We need to think of a word for the mingled sense of excitement and dread we feel on hearing that a beloved childhood TV show or movie is getting the remake treatment. Whatever we call it, I know I felt it big-time when Disney confirmed it was remaking 1967's animated classic "The Jungle Book" with an all-CGI cast of animals.
The excitement was justified. The dread, not so much. Director Jon Favreau's refreshed vision of Rudyard Kipling's Indian jungle captures all the joy of the original, and the beating heart of its gorgeously rendered ecosystem is an animal cast that's nothing short of a phenomenal technical achievement.
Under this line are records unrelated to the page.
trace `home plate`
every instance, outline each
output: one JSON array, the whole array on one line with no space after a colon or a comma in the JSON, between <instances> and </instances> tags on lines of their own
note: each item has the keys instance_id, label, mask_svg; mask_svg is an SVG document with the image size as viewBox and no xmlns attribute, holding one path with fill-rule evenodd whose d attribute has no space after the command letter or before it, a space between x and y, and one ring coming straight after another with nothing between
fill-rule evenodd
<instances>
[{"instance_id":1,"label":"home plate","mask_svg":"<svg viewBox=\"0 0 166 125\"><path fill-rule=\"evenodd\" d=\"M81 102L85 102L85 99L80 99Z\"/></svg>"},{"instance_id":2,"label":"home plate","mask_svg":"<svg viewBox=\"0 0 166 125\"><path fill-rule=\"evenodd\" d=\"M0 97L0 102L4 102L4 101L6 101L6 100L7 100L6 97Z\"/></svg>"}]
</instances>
Favreau's jungle denizens move in a photo-realistic way -- Bagheera lopes from branch to branch with an easy grace that any cat owner will tell you is a perfect facsimile. Scruffy Baloo thuds and rolls his way through the jungle with all the clumsy weight of a real bear. The illusion is nigh-on perfect, but it's when the animals speak that things get much more sophisticated. Their looks and movements are a combination of both animal and human faces, so when Shere Khan bares his fangs with rage, there's something visibly human in the expression.
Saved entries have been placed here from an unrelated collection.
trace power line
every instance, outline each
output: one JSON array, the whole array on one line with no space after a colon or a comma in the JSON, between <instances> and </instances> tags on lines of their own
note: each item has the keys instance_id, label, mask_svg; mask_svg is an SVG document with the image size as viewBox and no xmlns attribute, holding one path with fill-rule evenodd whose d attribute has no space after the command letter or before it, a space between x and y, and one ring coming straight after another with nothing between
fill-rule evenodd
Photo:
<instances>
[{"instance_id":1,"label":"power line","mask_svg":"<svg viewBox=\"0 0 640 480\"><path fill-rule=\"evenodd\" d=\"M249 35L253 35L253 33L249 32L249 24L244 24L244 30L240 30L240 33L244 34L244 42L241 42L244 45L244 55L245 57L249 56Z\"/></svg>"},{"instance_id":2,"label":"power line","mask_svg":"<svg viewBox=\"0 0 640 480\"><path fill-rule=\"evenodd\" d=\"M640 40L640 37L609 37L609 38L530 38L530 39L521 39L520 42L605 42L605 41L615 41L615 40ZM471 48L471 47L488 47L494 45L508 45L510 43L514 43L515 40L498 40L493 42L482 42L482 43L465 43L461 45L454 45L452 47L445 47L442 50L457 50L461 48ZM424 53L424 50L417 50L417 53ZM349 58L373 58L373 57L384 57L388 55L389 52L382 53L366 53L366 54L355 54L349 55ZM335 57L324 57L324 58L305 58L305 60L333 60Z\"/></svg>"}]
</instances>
The artistry with which this melding of mammalian mannerisms has been managed is magnificent. Can you picture how a panther would look if it was wordlessly gesturing you to follow it? Disney's animators can, and the result is that the movie's biggest challenge becomes its biggest asset. That craft isn't limited to the film's visuals either -- the voice cast's speech has been interwoven with animal sounds, so when Ben Kingsley (who voices Bagheera) chides Mowgli, there's a growling depth to the sound.
Coming of age
That technical accomplishment means "The Jungle Book" feels alive. The film's creators have smartly opted to have the roles of humans played by humans, avoiding what would almost certainly be a case of uncanny valley. But Mowgli, played to perfection by young Neel Sethi, feels very much a part of things -- crucial for a movie that's about finding your place in the world.
Like the original, this film depicts a jungle that's by turns fantastical (that bear just broke into song!) and bitterly harsh (Mowgli's wolf family cannot protect him from the stronger, faster Shere Khan). It's a perfect representation of how the whole world looks when you're a child. At the point where I'm wondering whether Baloo and Bagheera represent rival parenting styles, I may be overanalysing -- but it's to the film's credit that it bears the weight of that kind of discussion.
Can it be a classic?
Though this remake won me over completely, it's a fact that CGI doesn't age as well as 2D animation -- just compare 1999's "The Phantom Menace" to, well, 1967's "The Jungle Book". Because of this, I wonder if Favreau's version can possibly have the longevity that Disney's jazz-fueled original does.
Parents should also be aware that this new "Jungle Book" is darker in tone than the animated version, with Idris Elba's cruel and bullying Shere Khan bringing a genuine sense of threat to a story that also features several jump scares. Narrowing the film's age appeal this way means parents probably won't be playing it for very young children in the decades to come.
Remakes can show us a less inspiring side of the movie business -- one concerned less with art and more with capitalising on your memories, wringing a few dollars out of your nostalgia. That may have been Disney's intention in bringing back Baloo and pals, but when the finished product feels this soul-cleansing, and recaptures that original thrill so effortlessly, I can't help but think that even the slated "Sword in the Stone" remake might not be such a terrible idea.
"Jungle Book" opens Friday in the UK and US. It began showing last week in Australia.
Correction, 9:55 a.m. PT: An earlier version of this article posited that a "Sword in the Stone" remake would be a good idea. This has been updated in light of Disney's planned remake of the 1963 animated film.